Was it bravado, was it bitterness, was it relief in escaping, or the lightness of despair? Mr. Germaine could never tell. It was something of all of these feelings, mingled with the fierce pride of a peasant slighted, and a certain indignant contemptuous generosity to let her go free—the woman who was ashamed of him. All these were in Brown’s thoughts.
CHAPTER X.
‘HE HAS GONE—FOR EVER!’
Mrs. Blencarrow spent that evening with her children; she made no attempt to leave them after dinner. A lull had come into her heart after the storm. She was aware that it was only temporary, nothing real in it; but in the midst of a tempest even a few minutes of stillness and tranquillity are dear. She had found on the mantelpiece of the business-room the intimation, ‘Away on business till Monday,’ and though it perplexed, it also soothed her.
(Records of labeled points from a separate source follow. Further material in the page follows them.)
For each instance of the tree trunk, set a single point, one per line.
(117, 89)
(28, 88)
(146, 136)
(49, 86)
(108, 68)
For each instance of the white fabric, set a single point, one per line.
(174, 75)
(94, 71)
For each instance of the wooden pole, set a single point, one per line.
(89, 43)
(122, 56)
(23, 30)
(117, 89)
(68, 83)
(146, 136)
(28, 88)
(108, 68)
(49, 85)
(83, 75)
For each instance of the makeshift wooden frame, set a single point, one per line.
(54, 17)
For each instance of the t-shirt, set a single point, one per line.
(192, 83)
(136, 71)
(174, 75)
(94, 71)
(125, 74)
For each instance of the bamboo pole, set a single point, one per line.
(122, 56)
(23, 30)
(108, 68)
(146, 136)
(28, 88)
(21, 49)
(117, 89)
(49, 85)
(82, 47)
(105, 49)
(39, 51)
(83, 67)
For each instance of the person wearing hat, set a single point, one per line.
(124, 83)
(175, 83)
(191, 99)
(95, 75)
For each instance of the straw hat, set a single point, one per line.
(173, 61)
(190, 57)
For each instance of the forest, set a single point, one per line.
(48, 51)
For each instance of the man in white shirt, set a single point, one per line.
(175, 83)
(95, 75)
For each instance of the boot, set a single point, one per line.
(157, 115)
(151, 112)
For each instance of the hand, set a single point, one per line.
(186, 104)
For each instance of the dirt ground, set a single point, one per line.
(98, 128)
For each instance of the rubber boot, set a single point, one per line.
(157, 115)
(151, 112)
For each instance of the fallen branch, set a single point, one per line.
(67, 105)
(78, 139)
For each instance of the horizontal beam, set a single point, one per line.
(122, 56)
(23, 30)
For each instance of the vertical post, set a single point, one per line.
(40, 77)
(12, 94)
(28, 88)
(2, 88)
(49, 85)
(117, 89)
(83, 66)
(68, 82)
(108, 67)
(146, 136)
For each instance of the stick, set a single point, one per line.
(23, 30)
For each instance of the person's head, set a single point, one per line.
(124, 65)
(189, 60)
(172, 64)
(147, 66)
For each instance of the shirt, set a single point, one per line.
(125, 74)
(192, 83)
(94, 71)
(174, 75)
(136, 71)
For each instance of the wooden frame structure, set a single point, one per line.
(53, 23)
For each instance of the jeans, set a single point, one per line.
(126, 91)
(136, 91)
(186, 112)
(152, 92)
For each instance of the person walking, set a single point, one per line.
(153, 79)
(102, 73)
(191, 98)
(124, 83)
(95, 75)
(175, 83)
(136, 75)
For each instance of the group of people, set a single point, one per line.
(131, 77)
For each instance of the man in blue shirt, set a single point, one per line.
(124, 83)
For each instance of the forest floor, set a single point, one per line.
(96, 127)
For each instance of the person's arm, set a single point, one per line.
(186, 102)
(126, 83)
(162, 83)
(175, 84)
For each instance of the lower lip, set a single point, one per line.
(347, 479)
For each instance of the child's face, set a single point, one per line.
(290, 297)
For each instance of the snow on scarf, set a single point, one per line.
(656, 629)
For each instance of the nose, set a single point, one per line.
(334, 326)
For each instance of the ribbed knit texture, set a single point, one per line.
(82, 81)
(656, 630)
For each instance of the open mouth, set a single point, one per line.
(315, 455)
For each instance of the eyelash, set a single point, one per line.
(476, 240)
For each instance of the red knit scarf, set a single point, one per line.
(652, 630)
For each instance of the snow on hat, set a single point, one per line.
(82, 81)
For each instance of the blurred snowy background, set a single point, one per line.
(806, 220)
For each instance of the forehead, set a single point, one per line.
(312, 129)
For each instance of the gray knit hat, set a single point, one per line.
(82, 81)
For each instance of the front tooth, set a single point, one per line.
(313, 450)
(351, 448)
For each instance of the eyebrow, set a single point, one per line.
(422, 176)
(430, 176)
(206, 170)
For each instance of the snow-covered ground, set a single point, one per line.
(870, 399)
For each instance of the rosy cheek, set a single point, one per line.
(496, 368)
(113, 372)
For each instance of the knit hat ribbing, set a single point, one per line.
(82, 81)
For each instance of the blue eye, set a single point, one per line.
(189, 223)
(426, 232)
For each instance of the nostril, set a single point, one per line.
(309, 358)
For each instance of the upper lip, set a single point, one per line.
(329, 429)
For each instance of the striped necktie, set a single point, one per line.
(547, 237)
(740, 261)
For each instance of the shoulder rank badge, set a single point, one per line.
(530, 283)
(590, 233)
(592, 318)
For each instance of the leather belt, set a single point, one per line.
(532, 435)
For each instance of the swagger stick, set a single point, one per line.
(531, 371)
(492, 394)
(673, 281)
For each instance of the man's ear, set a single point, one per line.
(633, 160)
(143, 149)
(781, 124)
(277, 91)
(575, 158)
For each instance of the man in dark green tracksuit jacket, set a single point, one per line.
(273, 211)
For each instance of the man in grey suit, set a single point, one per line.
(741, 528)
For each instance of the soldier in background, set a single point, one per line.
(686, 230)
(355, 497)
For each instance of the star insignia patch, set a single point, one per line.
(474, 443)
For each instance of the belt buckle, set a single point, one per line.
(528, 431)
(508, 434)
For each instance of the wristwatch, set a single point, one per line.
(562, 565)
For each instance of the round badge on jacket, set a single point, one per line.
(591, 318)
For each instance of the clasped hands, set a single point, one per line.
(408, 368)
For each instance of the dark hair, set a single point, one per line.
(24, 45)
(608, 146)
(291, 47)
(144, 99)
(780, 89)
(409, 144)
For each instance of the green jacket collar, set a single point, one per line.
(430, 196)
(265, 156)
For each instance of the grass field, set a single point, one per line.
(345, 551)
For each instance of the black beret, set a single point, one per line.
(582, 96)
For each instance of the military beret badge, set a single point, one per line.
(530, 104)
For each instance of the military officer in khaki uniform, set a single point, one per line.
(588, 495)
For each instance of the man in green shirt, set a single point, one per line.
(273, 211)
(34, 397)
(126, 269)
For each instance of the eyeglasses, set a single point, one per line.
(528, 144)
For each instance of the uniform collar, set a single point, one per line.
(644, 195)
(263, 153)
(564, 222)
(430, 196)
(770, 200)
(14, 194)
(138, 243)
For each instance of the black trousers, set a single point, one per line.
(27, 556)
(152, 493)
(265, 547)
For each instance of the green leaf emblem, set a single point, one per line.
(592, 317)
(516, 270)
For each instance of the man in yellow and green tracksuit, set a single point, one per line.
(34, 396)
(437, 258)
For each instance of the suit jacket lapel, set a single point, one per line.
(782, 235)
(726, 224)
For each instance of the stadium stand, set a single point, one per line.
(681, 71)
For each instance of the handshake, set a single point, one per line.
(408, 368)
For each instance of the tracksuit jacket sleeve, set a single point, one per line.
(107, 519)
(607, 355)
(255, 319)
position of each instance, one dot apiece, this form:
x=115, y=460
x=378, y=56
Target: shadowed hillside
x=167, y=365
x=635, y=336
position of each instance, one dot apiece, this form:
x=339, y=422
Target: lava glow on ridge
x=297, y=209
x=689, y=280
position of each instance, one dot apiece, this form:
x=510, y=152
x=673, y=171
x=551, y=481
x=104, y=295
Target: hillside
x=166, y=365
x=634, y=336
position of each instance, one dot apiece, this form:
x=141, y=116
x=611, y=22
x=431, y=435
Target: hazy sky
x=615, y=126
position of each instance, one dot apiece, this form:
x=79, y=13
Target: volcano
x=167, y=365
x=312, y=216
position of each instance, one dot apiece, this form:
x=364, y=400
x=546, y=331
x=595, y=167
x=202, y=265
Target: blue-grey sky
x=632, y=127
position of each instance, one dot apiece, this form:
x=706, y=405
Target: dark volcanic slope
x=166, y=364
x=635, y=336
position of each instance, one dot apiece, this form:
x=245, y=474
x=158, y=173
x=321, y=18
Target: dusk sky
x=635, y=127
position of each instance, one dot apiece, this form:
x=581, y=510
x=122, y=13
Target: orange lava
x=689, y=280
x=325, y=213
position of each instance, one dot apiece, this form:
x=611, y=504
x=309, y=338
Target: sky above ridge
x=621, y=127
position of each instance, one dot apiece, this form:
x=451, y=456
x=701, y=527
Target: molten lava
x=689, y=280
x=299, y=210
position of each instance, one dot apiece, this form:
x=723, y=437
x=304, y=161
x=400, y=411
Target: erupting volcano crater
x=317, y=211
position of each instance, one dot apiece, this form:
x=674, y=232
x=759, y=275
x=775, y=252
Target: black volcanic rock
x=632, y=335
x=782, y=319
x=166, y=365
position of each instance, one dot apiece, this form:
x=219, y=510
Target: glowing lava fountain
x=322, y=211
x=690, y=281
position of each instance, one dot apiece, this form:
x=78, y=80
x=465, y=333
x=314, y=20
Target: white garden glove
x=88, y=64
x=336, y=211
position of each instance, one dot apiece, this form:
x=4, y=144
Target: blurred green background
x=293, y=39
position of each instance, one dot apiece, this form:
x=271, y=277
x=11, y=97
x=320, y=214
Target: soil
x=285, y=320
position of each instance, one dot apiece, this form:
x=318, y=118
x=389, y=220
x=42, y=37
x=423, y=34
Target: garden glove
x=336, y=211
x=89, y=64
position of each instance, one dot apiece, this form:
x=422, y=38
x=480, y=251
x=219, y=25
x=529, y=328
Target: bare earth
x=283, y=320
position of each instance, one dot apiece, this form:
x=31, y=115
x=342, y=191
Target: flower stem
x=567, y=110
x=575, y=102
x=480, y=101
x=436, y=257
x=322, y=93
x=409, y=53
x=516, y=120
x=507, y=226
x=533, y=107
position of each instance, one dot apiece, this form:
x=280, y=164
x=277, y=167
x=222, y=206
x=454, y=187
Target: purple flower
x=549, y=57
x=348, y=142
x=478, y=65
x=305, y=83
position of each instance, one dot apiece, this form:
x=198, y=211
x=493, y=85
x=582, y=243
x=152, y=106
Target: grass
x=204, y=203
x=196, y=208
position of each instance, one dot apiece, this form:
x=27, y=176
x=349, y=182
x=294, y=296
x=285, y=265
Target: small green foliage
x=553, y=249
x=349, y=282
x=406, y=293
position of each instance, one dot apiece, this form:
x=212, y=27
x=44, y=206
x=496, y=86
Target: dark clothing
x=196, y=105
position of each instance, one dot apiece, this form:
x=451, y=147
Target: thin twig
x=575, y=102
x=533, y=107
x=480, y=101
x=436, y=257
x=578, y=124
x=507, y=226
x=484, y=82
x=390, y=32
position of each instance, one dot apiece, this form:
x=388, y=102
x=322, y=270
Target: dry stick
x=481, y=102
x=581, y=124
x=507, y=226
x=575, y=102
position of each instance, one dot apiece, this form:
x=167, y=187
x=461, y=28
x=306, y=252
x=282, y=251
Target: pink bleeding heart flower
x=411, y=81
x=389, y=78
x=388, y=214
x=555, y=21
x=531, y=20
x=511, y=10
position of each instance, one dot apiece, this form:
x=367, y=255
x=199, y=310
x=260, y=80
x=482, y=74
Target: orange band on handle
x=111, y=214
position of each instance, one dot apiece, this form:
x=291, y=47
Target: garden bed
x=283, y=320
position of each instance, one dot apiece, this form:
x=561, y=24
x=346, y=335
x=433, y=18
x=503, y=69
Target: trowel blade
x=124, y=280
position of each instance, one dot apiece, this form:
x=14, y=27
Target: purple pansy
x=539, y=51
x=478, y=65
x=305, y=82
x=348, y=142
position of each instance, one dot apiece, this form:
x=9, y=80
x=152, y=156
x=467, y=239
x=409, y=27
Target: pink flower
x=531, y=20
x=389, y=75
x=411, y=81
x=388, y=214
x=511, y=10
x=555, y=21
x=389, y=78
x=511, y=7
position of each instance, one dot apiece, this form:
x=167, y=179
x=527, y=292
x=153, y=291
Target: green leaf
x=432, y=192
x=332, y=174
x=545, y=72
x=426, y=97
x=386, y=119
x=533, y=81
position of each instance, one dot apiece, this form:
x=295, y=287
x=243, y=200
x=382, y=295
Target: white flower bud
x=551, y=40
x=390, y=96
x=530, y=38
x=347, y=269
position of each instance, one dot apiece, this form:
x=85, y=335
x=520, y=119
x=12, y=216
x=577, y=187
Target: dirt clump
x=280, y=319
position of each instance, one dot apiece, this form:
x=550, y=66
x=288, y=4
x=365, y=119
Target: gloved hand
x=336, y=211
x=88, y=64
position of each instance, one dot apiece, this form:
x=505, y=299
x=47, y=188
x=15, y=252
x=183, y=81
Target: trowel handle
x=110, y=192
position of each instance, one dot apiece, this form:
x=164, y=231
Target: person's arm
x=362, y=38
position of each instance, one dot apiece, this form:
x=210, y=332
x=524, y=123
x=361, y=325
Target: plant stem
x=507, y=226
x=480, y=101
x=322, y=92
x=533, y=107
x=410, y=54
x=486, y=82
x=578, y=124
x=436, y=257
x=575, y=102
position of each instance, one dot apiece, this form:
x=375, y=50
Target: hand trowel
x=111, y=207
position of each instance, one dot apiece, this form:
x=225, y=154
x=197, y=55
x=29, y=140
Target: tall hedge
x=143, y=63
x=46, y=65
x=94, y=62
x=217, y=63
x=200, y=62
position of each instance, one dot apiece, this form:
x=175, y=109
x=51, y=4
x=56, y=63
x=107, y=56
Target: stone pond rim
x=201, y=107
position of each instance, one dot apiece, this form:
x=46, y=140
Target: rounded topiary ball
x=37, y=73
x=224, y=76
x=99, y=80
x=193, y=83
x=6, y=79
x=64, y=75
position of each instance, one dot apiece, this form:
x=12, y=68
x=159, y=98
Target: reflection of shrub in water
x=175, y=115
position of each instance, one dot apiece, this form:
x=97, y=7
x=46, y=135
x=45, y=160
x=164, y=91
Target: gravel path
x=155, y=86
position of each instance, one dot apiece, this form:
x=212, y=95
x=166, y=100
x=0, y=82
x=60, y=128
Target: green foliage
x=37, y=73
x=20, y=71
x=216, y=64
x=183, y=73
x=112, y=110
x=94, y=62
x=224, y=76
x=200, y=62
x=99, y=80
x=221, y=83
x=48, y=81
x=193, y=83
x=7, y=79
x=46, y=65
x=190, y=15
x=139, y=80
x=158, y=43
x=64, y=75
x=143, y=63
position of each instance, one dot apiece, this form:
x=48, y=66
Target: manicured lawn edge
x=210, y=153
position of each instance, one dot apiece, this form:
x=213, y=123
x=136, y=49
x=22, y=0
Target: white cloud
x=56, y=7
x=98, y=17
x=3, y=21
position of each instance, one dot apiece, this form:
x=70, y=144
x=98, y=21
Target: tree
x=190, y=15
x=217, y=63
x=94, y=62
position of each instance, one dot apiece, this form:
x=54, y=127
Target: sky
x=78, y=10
And the brothers returning with the proof of Kitty’s statement, the extract which no doubt they would bring from those books to confound her, could now scarcely arrive to-night. A whole evening undisturbed among the children, who might so soon be torn from her, in her own familiar place, which might so soon be hers no longer; an evening like the past, perhaps the last before the coming of that awful future when she must go forth to frame her life anew, loveless and hopeless and ashamed. It was nothing but ‘the torrent’s smoothness ere it dash below,’ the moment of calm before the storm; and yet it was calm, and she was thankful for that one soft moment before the last blow fell.
The children were again lively and happy over their round game; the sober, kind governess—about whom Mrs. Blencarrow had already concluded in her own mind that she could secure at least the happiness of the little ones if their mother were forced to leave them—was seated with them, even enjoying the fun, as it is a blessed dispensation of Providence that such good souls often do. Emmy was the only one who was out of it; she was in her favourite corner with a book, and always a watchful glance at her mother. Emmy, with that instinct of the heart which stood her in place of knowledge, had a perception, she could not have told how, of the pause in her mother’s soul. She would do nothing to disturb that pause. She sat praying mutely that it might last, that it might be peace coming back. Naturally Emmy, even with all her instinct, did not know the terrible barrier that stood between her mother and peace.
And thus they all sat, apparently in full enjoyment of the sweet household quiet, which by moments was so noisy and full of commotion, the mother seated with the screen between her and the great blazing fire, the children round the table, Emmy with her book.
Mrs. Blencarrow’s eyes dwelt upon them with the tenderest, the most pathetic of smiles.